Protest derails DOE meeting on curriculum after just minutes

The possibility of a public comment session evaporated just moments into tonight’s Panel for Educational Policy meeting, after nearly 200 protesters drowned out Department of Education officials.

The panel had convened for a special meeting about the city’s new curriculum standards. But as Schools Chancellor Dennis Walcott and the standards’ architect, David Coleman, took the stage at Seward Park High School, protesters aligned with the Occupy movement launched a chorus of complaints via “the people’s mic.”

“Mic check!” each protester would call out, commanding the attention of his or her compatriots. Then he or she would call out a statement, pausing after every few words so that others could repeat them, amplifying the statement without the help of a microphone.

“The DOE’s priorities! Are all wrong!” one protester shouted. “We would like! There to be a community conversation! a real community conversation! about the people’s priorities!”

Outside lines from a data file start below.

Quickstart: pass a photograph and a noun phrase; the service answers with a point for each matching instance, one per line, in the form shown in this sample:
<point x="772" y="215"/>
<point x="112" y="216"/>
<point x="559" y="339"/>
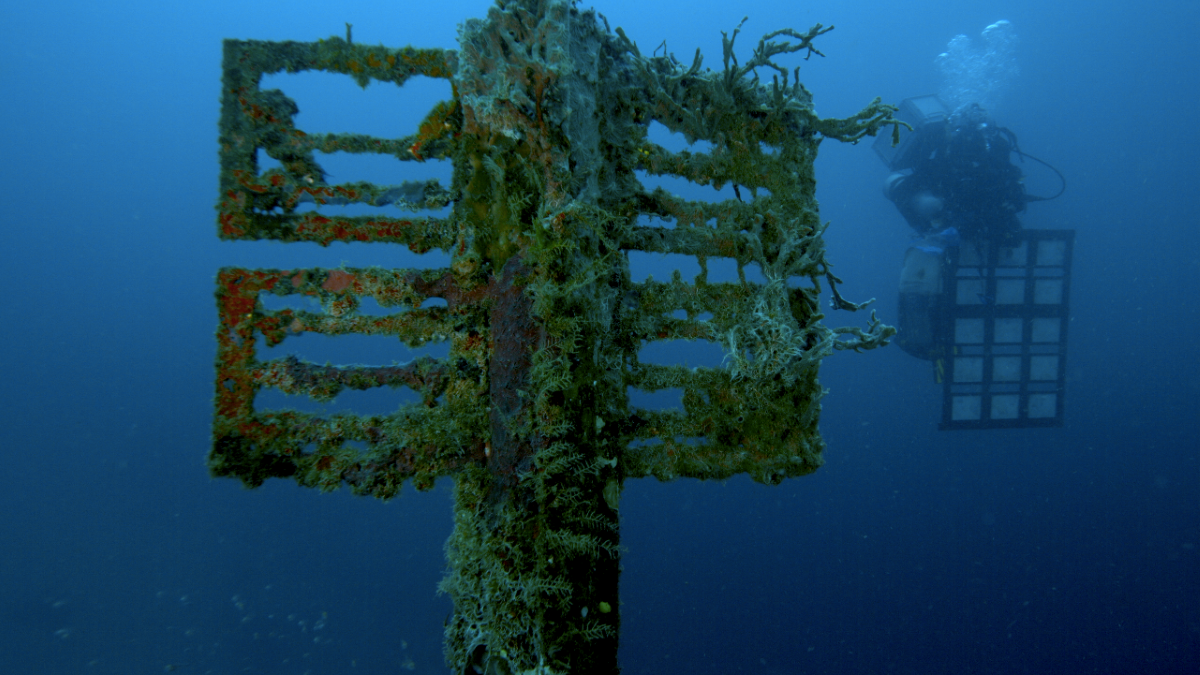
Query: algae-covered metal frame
<point x="547" y="130"/>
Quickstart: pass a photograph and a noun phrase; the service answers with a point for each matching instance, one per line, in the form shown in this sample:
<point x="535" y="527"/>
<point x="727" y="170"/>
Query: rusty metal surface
<point x="529" y="412"/>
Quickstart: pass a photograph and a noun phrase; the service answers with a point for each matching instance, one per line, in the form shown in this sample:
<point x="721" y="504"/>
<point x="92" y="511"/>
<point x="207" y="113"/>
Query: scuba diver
<point x="954" y="183"/>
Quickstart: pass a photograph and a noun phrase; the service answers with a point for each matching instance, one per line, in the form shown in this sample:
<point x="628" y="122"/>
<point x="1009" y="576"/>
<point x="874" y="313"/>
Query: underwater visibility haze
<point x="1061" y="549"/>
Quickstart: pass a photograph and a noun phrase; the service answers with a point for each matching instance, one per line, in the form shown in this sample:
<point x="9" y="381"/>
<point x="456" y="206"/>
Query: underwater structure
<point x="529" y="412"/>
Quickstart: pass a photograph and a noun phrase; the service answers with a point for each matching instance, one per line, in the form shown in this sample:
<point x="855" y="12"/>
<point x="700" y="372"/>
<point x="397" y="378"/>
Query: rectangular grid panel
<point x="1006" y="330"/>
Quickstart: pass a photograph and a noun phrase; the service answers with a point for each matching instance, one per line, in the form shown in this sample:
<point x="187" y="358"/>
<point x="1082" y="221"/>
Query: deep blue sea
<point x="913" y="550"/>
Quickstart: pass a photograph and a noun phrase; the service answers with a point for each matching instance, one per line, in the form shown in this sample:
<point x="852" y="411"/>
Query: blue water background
<point x="1063" y="550"/>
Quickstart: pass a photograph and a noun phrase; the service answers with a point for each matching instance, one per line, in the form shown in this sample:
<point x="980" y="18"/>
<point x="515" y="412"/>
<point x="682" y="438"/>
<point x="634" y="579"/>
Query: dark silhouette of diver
<point x="960" y="189"/>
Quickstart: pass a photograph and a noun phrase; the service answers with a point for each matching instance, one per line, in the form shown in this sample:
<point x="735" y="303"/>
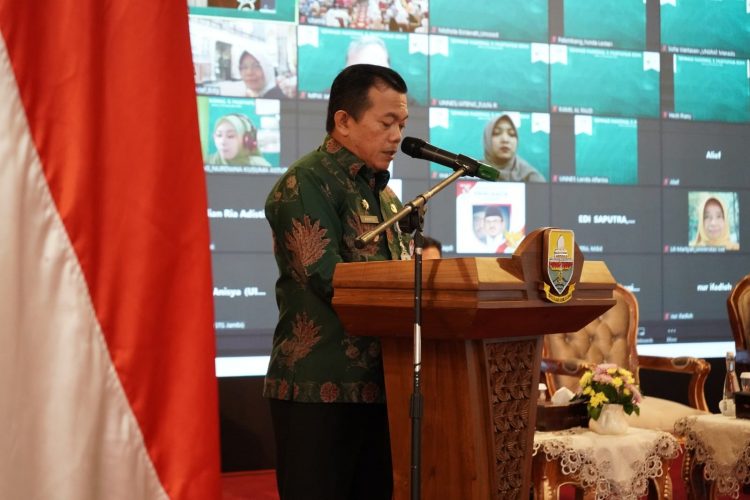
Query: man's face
<point x="494" y="225"/>
<point x="375" y="137"/>
<point x="713" y="220"/>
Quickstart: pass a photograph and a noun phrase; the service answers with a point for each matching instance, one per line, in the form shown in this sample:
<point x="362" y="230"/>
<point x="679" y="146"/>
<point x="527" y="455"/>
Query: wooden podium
<point x="482" y="322"/>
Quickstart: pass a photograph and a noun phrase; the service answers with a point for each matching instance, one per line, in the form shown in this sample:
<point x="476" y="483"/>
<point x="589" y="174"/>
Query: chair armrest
<point x="570" y="367"/>
<point x="697" y="368"/>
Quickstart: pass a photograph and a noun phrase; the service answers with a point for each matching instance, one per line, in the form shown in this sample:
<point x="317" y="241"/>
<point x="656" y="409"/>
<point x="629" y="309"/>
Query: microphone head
<point x="412" y="146"/>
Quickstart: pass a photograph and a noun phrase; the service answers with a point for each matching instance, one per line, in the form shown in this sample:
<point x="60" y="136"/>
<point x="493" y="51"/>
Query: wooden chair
<point x="738" y="307"/>
<point x="611" y="338"/>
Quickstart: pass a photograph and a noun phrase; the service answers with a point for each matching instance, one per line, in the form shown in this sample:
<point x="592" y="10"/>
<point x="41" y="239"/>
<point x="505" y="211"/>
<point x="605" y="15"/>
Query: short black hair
<point x="428" y="242"/>
<point x="350" y="88"/>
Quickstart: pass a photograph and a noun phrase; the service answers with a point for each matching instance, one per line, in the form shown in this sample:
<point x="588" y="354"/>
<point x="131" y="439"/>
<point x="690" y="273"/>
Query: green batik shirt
<point x="316" y="210"/>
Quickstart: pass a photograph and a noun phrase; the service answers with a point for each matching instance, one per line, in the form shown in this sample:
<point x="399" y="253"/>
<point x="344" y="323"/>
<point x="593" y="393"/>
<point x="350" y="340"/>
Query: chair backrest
<point x="610" y="338"/>
<point x="738" y="305"/>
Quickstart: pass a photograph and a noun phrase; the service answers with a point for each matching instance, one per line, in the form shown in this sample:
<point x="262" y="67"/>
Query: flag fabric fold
<point x="107" y="383"/>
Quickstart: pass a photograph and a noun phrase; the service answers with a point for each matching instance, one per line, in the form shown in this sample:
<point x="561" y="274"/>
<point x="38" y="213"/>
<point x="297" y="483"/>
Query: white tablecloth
<point x="616" y="466"/>
<point x="722" y="445"/>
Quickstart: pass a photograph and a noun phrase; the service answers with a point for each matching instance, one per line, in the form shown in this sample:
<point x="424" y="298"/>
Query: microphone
<point x="417" y="148"/>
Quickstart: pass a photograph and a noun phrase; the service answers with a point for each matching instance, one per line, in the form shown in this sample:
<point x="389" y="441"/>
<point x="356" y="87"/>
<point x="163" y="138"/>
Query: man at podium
<point x="326" y="388"/>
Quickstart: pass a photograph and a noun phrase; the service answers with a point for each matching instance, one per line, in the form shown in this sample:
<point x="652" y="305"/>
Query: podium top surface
<point x="471" y="297"/>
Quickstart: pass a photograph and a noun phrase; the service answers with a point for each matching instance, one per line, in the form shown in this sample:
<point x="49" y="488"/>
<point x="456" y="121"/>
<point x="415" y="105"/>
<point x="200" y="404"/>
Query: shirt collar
<point x="353" y="166"/>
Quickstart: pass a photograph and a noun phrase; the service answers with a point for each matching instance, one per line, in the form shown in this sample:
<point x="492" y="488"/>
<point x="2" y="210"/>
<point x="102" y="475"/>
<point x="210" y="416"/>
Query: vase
<point x="611" y="420"/>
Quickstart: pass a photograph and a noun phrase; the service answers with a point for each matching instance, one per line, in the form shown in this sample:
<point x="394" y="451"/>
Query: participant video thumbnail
<point x="324" y="52"/>
<point x="604" y="81"/>
<point x="490" y="216"/>
<point x="488" y="74"/>
<point x="515" y="143"/>
<point x="505" y="19"/>
<point x="240" y="136"/>
<point x="244" y="58"/>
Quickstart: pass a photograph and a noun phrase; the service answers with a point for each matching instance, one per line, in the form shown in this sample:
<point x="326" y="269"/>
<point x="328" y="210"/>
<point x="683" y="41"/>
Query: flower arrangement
<point x="608" y="383"/>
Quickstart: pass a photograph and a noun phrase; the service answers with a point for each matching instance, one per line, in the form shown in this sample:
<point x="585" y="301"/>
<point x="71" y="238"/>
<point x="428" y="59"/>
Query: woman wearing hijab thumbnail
<point x="236" y="141"/>
<point x="500" y="145"/>
<point x="713" y="225"/>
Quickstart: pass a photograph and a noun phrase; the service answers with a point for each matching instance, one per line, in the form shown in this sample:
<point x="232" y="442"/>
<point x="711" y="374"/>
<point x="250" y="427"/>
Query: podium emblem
<point x="559" y="260"/>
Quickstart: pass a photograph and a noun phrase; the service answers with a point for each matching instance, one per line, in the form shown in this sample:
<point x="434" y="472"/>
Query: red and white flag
<point x="107" y="384"/>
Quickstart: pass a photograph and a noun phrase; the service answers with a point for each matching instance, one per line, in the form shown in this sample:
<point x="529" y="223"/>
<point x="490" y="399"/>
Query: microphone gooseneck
<point x="418" y="148"/>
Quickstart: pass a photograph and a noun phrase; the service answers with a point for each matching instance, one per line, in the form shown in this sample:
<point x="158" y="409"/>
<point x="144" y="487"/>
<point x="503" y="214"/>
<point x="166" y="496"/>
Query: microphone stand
<point x="413" y="215"/>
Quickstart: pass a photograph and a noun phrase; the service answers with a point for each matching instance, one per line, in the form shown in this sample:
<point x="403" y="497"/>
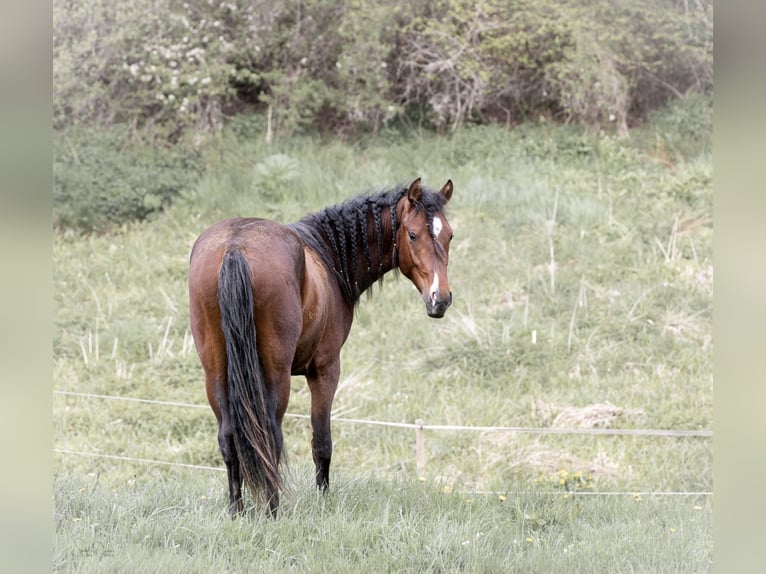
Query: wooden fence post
<point x="420" y="449"/>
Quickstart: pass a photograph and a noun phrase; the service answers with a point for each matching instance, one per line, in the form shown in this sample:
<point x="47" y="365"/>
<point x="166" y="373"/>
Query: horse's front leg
<point x="322" y="383"/>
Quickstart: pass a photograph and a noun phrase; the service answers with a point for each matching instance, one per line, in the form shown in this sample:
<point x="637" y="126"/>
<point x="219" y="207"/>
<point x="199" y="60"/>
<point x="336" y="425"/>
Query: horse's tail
<point x="253" y="422"/>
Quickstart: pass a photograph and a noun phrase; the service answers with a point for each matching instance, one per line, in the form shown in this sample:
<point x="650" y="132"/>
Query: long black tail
<point x="253" y="424"/>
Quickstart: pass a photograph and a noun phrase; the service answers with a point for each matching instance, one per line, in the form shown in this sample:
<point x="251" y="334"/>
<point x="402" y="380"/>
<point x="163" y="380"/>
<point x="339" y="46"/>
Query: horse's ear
<point x="446" y="191"/>
<point x="415" y="191"/>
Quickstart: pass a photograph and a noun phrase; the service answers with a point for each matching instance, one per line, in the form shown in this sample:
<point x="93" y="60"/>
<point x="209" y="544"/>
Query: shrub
<point x="103" y="178"/>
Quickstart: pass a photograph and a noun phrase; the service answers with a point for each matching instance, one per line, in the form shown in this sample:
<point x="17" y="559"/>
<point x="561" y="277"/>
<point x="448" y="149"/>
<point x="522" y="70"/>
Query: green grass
<point x="172" y="523"/>
<point x="582" y="275"/>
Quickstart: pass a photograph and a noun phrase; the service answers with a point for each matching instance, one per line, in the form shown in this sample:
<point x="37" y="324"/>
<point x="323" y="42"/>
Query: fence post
<point x="420" y="448"/>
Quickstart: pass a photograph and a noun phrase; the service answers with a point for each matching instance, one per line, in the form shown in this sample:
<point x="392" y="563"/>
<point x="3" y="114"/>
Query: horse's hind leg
<point x="322" y="384"/>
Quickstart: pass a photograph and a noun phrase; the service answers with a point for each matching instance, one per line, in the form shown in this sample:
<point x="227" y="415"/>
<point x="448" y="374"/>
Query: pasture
<point x="582" y="276"/>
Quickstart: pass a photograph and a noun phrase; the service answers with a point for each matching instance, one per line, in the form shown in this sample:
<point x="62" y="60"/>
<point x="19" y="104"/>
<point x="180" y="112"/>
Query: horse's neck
<point x="382" y="252"/>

“We want our teachers to be paid more,” yelled a 7-year-old, Anais Richard, who attends P.S. 11 in Brooklyn. “If these things are not done, then we won’t be able to be succeeded.” The people’s mic repeated her statement, complete with the misspoken final word. 

Walcott delivered his opening remarks over the shouting. At one point, he said, “We appreciate the activism, and we look forward to having you participate in our discussion.”

But when Walcott turned the microphone over to Coleman, the tone shifted.

Coleman looked out at the half-filled auditorium, turned to Walcott, and asked if the chancellor thought it was time to shift gears. The pair conferred for a moment and then called off the question-and-answer portion of the event, instead ushering attendees to the third floor, where classrooms had been prepared for small-group sessions about the core standards.

Members of the panel, who had not said anything in the auditorium, left the stage with Walcott and Coleman.

The protesters stayed downstairs and continued chanting. Asked why they had not signed up to attend — and potentially disrupt — the small-group sessions, protesters said they had not wanted to raise the ire of more than a dozen police officers stationed in and around the building. Based on the number of people who entered the meeting, Walcott said there would be 14 small-group meetings, but only three went forward.

At about 7:20 p.m., the protesters, whose numbers had dwindled, filed out of the building, but not before they promised another action in the Occupy Public Education movement: a “general assembly” on the steps of Tweed Courthouse, the Department of Education’s headquarters, next month.

To reporters, Walcott said tonight’s meeting had accomplished its goal, even though it hadn’t gone exactly according to plan.

“The event is still taking place and people are still getting information,” he said. “We wanted to have a large group setting where David would talk to the audience and then give them a question an answer session. That couldn’t happen.”